Dans le jeu libre, les enfants développent principalement des thèmes de jeu basés sur l’usage conventionnel des objets artefactuels (peinture, collage, toilette du poupon). Ces thèmes « conventionnels » soutiennent la construction de nombreux détournements.

A 3 ans, les enfants produisent déjà beaucoup de détournements. Nous n’observons pas de développement des détournements d’usages d’objets entre 3 et 7 ans.

Quel que soit leur âge, les enfants ont tendance à produire plus de détournements avec les objets ambigus qu’avec les objets artefactuels. Ce résultat est assez cohérent avec le premier : en effet, les objets artefactuels sont davantage utilisés de manière conventionnelle et sont la base des thèmes de jeu développés. Ceux-là fonctionnent comme des points de repère dans le jeu imaginaire ou comme des pivots de l’activité imaginaire (Vygotski, 1933). Les enfants les plus jeunes ne semblent donc pas avoir de problème à détourner /décontextualiser l’usage des objets.

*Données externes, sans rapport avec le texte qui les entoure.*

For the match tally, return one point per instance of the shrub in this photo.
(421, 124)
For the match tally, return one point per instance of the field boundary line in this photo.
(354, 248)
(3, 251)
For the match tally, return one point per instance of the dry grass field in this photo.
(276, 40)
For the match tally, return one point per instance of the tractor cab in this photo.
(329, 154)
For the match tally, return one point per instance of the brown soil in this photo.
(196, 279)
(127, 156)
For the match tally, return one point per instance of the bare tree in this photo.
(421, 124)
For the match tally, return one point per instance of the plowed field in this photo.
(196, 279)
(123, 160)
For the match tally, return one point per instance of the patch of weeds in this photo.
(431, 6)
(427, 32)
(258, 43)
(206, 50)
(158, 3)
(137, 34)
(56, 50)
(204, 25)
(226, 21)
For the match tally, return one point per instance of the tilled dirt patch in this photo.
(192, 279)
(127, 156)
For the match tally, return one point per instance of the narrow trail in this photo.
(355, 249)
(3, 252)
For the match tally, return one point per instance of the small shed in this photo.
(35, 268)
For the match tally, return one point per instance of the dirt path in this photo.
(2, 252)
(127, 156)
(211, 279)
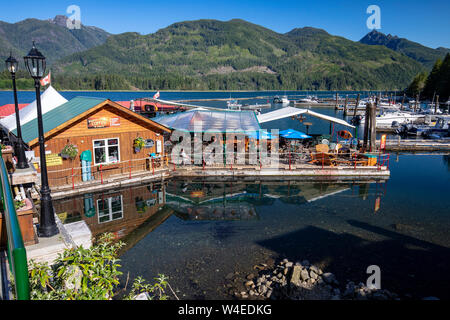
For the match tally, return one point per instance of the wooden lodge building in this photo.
(100, 130)
(130, 212)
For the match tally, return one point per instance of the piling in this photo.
(356, 105)
(366, 126)
(436, 105)
(373, 129)
(417, 101)
(345, 106)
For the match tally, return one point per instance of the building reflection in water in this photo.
(133, 212)
(117, 211)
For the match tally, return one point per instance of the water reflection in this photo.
(122, 211)
(116, 211)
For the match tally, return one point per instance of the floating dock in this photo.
(412, 145)
(243, 173)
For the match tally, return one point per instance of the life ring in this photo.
(344, 134)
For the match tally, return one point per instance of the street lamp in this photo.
(12, 65)
(35, 63)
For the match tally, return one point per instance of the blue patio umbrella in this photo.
(260, 135)
(293, 134)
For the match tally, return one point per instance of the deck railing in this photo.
(17, 256)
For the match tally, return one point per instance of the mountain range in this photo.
(52, 37)
(219, 55)
(425, 55)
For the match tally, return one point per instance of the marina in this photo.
(137, 194)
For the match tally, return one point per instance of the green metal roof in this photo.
(58, 116)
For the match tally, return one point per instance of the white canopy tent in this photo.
(291, 111)
(50, 99)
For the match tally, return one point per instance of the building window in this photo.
(106, 151)
(109, 209)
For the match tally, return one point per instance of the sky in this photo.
(426, 22)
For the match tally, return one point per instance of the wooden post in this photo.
(289, 158)
(436, 105)
(417, 101)
(356, 105)
(73, 180)
(373, 126)
(129, 164)
(366, 126)
(345, 105)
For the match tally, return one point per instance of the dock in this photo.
(412, 145)
(303, 172)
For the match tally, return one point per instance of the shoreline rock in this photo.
(287, 280)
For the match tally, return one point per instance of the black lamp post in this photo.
(35, 63)
(12, 65)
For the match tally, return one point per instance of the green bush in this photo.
(87, 274)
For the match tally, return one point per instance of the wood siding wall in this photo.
(73, 210)
(79, 135)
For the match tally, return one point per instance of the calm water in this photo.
(317, 127)
(199, 232)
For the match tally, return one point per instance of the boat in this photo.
(283, 100)
(411, 129)
(394, 118)
(440, 129)
(233, 105)
(308, 99)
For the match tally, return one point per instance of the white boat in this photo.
(233, 105)
(388, 119)
(284, 100)
(308, 99)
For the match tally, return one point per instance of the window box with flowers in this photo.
(138, 144)
(70, 151)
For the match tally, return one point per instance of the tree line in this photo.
(436, 82)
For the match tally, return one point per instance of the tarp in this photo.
(211, 120)
(293, 134)
(50, 99)
(261, 134)
(291, 111)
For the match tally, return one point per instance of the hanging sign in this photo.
(383, 142)
(103, 122)
(53, 159)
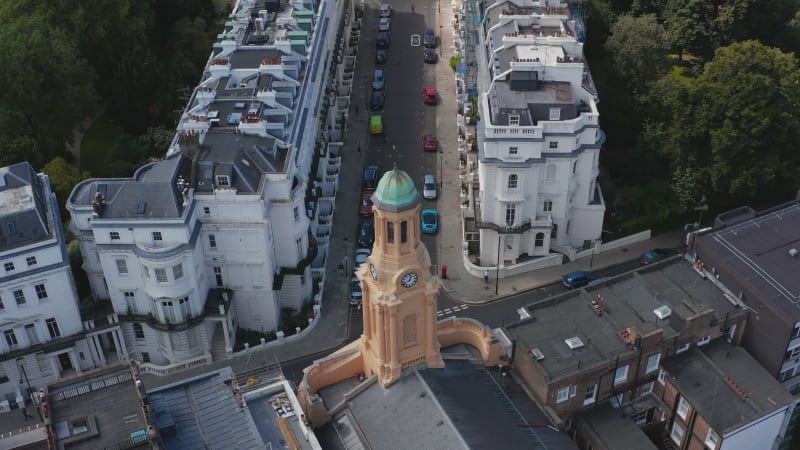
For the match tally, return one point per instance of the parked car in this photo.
(430, 56)
(377, 79)
(377, 100)
(355, 292)
(657, 254)
(361, 257)
(429, 187)
(383, 39)
(380, 56)
(430, 221)
(370, 180)
(429, 143)
(365, 207)
(578, 279)
(366, 234)
(429, 39)
(429, 96)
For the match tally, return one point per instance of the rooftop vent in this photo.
(662, 312)
(574, 343)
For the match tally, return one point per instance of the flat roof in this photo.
(630, 301)
(713, 379)
(756, 252)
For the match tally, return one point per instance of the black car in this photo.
(370, 180)
(383, 39)
(430, 56)
(429, 39)
(377, 100)
(657, 254)
(366, 234)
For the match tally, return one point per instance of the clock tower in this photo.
(399, 292)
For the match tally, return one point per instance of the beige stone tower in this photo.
(399, 292)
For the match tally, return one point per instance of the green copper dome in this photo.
(395, 192)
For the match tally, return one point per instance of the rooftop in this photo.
(726, 385)
(754, 248)
(630, 301)
(98, 410)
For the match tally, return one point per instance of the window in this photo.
(122, 267)
(11, 339)
(512, 181)
(138, 331)
(19, 296)
(186, 310)
(161, 275)
(52, 327)
(589, 395)
(652, 362)
(683, 408)
(177, 271)
(33, 337)
(511, 214)
(621, 375)
(677, 433)
(550, 173)
(712, 438)
(563, 394)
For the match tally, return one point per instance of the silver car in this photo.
(429, 187)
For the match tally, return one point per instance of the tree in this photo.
(737, 126)
(638, 47)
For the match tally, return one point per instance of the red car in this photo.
(429, 96)
(429, 143)
(365, 207)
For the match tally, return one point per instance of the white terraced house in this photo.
(43, 336)
(538, 137)
(216, 236)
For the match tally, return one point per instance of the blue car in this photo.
(430, 221)
(578, 279)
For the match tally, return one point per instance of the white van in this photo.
(429, 187)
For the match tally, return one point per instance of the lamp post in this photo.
(30, 391)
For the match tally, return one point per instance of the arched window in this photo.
(512, 181)
(550, 173)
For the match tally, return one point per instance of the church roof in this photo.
(395, 192)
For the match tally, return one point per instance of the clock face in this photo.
(409, 280)
(373, 271)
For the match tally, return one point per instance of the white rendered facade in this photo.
(43, 335)
(227, 204)
(538, 138)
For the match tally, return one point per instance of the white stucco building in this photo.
(44, 337)
(538, 136)
(216, 236)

Néanmoins, nous vérifions que les enfants de 7 ans produisent davantage de détournements d’usages d’objets de niveauxx 5 et 6, que les enfants de 3 ans. D’autre part, les usages co-construits deviennent de plus en plus spécifiés par des significations verbales. A partir de 4 ans, les enfants verbalisent les usages avant de les réaliser. Le langage contribue à créer le cadre du jeu dans lequel les usages peuvent être redéfinis (Braswell, 2006). Nous supposons que les enfants développent une capacité à recontextualiser les usages détournés et que le langage joue un rôle essentiel dans ce processus.